The principal weakness comes from Ariely's conclusions based on the work he's carried out. He acknowledges that we humans are "irrational" compared to the straw man of the "rational optimizer" beloved of neoclassical economic theory, but while some of his examples are interesting he fails to see the entire picture. Thus whereas Keen shows that the neoclassical model is computationally impossible, Ariely merely shows that we have different decision-making processes in two distinct contexts: interpersonal and financial. This is valid, but Ariely then goes on to show that he hasn't really explored the interpersonal context with any degree of rigor.
A couple of examples will illustrate what I mean. In the first example Ariely talks about how companies strive to create a "social exchange" in the workplace because people generally work harder and more diligently in social exchange settings than in compensation-based settings. We can think of how we might keep on struggling to get a friend's piano up the stairs of a narrow apartment building long after we'd have given up if we were simply being paid $10 per hour by a stranger to perform the same task. So Ariely notes that companies try to exploit our social side in order to get more work out of us (he doesn't look at the ethics of this attempt, or even at its many infeasibilities). Then he suggests that in order to reinforce the social dynamic and avoid corrupting it with the financial dynamic (because it's not possible to combine the two) companies should not give bonuses but instead should send employees off on a paid-for vacation. The problem, of course, is that most employees don't want to be placed in a parent-child relationship. Most employees think of themselves as independent adults. Saying "here's a vacation we've arranged for you" violates an employee's independence. Worse still it assumes the employee's plans for their free time are irrelevant (the cost of leaving one's home, family, and friends for the duration of the enforced vacation are apparently zero where the company is concerned...). Obviously this recommendation would be disastrous under real-world conditions and one wonders how Ariely failed to think through his proposal.
A second example of this failure to think things through comes with Ariely's analysis of cap-and-trade. Rightly he points out that when you set a price on something (in this case pollution) then people may elect to pay more in order to get more. Just as we might only take a single candy from a tray being passed around the group but might buy ten if the candies are being sold, so too might companies pollute less if pollution were a "social good" rather than a priced good. With cap-and-trade companies might simply elect to pay more in order to feel free to pollute more. So Ariely proposes making pollution a "social good." But again a moment's thought shows this to be absurd. Not only do we have far too many examples of companies being quite happy to pollute when it's a cost-free exercise, Ariely's own book shows that executives will ignore social factors when their focus in on financial rewards. As executives are almost exclusively motivated by fat financial rewards, the notion that they would take social norms into account when deciding whether or not (or how much) to pollute is like saying that investment bankers would put the needs of their clients and the financial system in general ahead of their own desire for the $100 million bonus they get from pushing CDOs onto unsuspecting dupes.

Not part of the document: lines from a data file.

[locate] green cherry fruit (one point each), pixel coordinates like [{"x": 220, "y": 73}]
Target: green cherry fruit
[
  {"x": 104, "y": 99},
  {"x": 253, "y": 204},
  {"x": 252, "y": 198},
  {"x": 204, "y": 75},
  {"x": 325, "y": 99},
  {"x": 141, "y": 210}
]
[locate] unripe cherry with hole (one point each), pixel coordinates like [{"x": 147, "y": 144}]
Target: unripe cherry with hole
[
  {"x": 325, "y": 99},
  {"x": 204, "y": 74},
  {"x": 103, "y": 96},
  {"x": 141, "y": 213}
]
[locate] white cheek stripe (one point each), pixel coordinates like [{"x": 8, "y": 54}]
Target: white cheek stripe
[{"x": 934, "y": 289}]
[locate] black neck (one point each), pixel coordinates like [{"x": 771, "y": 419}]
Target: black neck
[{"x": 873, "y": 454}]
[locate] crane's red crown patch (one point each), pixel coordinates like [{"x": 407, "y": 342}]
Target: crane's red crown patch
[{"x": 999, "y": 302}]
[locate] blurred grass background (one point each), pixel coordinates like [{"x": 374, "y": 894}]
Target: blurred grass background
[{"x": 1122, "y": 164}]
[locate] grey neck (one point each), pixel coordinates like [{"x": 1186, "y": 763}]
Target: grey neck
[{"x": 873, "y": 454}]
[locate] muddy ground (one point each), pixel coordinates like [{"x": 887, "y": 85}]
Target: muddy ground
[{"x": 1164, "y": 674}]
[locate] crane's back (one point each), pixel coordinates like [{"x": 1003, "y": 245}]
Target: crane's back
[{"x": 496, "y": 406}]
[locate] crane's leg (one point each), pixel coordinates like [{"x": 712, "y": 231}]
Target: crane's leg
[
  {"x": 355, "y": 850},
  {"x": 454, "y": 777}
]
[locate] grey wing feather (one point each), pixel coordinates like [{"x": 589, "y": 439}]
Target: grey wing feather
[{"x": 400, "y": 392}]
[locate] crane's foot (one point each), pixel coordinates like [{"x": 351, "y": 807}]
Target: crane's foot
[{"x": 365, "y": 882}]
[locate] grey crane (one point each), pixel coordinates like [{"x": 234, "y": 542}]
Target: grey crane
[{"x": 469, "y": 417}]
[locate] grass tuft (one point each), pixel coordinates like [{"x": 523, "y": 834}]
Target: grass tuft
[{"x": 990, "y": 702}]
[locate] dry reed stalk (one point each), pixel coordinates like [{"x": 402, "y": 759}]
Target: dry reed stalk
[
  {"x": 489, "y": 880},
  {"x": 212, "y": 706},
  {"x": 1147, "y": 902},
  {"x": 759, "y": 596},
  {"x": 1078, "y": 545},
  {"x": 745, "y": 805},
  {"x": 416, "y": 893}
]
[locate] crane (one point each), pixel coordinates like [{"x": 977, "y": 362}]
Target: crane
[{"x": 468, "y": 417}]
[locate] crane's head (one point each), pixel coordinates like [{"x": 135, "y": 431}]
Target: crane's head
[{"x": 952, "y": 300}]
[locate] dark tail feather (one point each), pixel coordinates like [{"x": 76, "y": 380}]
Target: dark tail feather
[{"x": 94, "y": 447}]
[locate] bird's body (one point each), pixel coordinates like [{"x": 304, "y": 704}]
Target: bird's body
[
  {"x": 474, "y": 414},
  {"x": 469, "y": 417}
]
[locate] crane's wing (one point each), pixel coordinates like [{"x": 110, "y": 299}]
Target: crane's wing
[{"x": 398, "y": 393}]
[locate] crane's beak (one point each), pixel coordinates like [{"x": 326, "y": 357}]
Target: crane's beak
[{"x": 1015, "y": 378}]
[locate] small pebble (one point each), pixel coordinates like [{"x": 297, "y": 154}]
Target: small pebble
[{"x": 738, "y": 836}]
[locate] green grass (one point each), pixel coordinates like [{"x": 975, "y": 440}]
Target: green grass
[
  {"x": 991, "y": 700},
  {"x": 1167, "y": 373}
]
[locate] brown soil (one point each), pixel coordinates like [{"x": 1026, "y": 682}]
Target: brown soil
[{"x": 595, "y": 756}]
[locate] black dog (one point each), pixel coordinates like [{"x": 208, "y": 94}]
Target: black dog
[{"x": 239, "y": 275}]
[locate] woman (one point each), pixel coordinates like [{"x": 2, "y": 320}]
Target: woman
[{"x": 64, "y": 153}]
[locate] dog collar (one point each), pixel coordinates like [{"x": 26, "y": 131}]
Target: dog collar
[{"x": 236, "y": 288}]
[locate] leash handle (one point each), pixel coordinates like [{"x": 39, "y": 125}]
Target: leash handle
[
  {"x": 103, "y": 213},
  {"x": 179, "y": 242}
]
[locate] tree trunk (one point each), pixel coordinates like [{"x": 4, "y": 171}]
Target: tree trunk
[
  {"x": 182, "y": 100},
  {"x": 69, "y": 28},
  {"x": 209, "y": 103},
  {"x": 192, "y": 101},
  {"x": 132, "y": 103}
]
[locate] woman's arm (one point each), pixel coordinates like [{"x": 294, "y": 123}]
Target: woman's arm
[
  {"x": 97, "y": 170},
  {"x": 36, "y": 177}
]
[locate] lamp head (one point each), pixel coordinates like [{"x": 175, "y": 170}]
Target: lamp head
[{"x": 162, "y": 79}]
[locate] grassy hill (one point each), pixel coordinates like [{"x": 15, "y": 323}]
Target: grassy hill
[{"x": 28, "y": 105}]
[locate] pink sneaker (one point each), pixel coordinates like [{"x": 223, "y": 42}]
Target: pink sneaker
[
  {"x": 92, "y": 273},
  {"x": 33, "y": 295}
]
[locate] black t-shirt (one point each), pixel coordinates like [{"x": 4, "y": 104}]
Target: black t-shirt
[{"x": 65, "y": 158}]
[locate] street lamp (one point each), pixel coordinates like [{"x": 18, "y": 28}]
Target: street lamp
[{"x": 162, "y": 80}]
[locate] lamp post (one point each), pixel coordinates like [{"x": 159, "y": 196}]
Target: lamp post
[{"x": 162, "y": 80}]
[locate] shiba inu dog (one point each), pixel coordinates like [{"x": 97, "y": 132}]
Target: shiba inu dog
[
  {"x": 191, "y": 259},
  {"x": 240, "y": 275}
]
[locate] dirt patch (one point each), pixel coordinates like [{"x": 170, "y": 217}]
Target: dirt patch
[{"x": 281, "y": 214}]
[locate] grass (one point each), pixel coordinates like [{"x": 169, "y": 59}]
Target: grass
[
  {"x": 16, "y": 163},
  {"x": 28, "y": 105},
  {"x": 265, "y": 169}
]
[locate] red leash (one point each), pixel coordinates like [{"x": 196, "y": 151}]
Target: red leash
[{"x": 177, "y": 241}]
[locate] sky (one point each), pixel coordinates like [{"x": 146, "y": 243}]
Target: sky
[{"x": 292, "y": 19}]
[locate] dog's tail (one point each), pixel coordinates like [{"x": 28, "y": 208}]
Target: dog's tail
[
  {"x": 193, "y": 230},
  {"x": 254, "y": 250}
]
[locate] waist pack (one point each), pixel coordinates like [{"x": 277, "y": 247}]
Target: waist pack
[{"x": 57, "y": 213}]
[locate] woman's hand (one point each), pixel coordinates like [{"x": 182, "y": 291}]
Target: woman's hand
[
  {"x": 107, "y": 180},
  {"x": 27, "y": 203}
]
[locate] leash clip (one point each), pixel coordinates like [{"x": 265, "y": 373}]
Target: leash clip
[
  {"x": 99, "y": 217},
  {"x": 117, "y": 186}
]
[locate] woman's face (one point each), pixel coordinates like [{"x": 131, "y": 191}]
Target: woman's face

So in the end the book is worth reading for its anecdotal value but not for Ariely's own conclusions or policy suggestions. He's not-quite an economist and not-quite a behavioral psychologist and ultimately that means he's not-quite useful as a guide to policy formulation on either the micro or the macro scales.
Advertisers have known all along that economic decisions are often heavily based on social, cognitive and emotional factors. We can know too. Author Dan Ariely gave incredible insights into ways that people commonly make irrational decisions. Sure they were based on college experiments, but we learn a lot about ourselves from the results and Ariely's interpretations.
From knowledge gained studying irrational decision-making, I wonder to what extent we can rationalize behavior. It seems the complexity of decision-making might be increasing, and the irrational biases are apparently hardwired. For example, even though we know based on Ariely's research that we put energy into being penny wise and pound foolish regarding certain purchases, it seems likely that smart people will continue to do so.
The solutions posed in the book are really separate from the value of the knowledge gained. Obviously, government has a legitimate role in consumer protection. Consumers, working constantly and with no time to research the fine print of every type of deal, should be protected to some extent. Even so, there is no way government can protect citizens from every pitfall. It makes me wonder if a type of training could be devised to help me, and all of us, override most irrational impacts on decision-making.
Dan Ariely has a very simple, easy-to-understand writing style that minimizes the psychology and economics jargon and leaves readers with the actual concepts in practical terms. It's an eye-opening book that virtually every consumer interested in pop psychology or behavioral economics should read.